Hyperscalers (AWS, GCP, Azure) price GPU instances with margins that subsidize their broader cloud portfolio and SLA commitments. Specialist providers like Lambda Labs and CoreWeave operate GPU-only infrastructure with tighter margins, passing the savings to customers. The tradeoff is less availability — H100 and A100 capacity at Lambda sells out regularly, and SLAs are less comprehensive than AWS.
When should you use spot instances for LLM workloads?
Use spot for batch inference, offline document processing, model evaluation, and dataset generation — any workload where interruption means re-queuing rather than a user-facing error. Never use spot for production serving: the 50–70% cost savings aren't worth the availability risk for live traffic. AWS us-east-1 and GCP us-central1 have the best spot availability for GPU instances.
Is an H100 worth the premium over an A100 for LLM inference?
Yes, if decode throughput is the bottleneck for user-facing latency. The H100 delivers roughly 2× more tokens per second than the A100 80GB due to higher memory bandwidth (3,350 vs 2,000 GB/s). At Lambda Labs, the H100 costs $2.49/hr vs $1.99/hr for the A100 80GB — 25% more for roughly 2× the throughput. The cost-per-token at high utilization is therefore roughly 40% lower on the H100. If your serving workload is throughput-constrained, the H100 is the better value.

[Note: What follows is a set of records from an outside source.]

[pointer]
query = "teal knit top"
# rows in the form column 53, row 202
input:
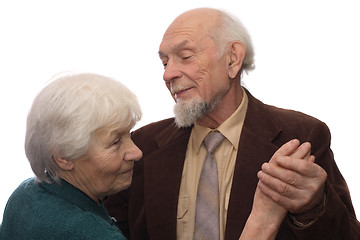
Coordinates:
column 55, row 211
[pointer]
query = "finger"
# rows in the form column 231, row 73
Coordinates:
column 302, row 152
column 274, row 195
column 286, row 150
column 311, row 159
column 279, row 179
column 304, row 168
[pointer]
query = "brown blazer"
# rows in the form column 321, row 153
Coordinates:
column 148, row 209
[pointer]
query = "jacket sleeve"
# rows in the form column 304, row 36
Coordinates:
column 337, row 218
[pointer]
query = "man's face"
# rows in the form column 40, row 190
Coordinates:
column 194, row 70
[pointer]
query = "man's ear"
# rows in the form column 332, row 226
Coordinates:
column 64, row 164
column 237, row 53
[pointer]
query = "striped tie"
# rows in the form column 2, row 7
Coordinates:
column 207, row 202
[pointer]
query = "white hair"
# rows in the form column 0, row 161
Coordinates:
column 231, row 29
column 65, row 115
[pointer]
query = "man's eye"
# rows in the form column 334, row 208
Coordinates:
column 117, row 141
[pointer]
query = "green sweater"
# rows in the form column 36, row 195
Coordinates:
column 55, row 211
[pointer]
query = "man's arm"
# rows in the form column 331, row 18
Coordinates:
column 266, row 216
column 315, row 194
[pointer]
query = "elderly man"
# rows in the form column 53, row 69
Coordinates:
column 204, row 53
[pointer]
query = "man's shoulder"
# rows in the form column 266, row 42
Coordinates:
column 159, row 134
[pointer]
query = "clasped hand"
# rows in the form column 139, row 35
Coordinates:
column 292, row 179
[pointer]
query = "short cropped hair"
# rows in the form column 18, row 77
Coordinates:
column 65, row 115
column 231, row 29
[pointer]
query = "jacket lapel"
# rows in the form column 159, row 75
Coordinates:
column 255, row 148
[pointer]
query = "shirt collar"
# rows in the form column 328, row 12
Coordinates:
column 230, row 128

What GPU is best for serving a 70B model like Llama 3.3 70B?
A single H100 80GB at fp16 is the best single-card option — fits the full model, delivers ~1,400 tok/s decode throughput. Two A100 80GBs is a cheaper alternative at ~$3.98/hr (Lambda) with 800 tok/s. A single A100 80GB at int4 also works ($1.99/hr, ~600 tok/s) with a small quality tradeoff from quantization. For cost-per-token, the H100 single card wins at high utilization; for upfront flexibility, the A100 80GB int4 is the cheapest entry point.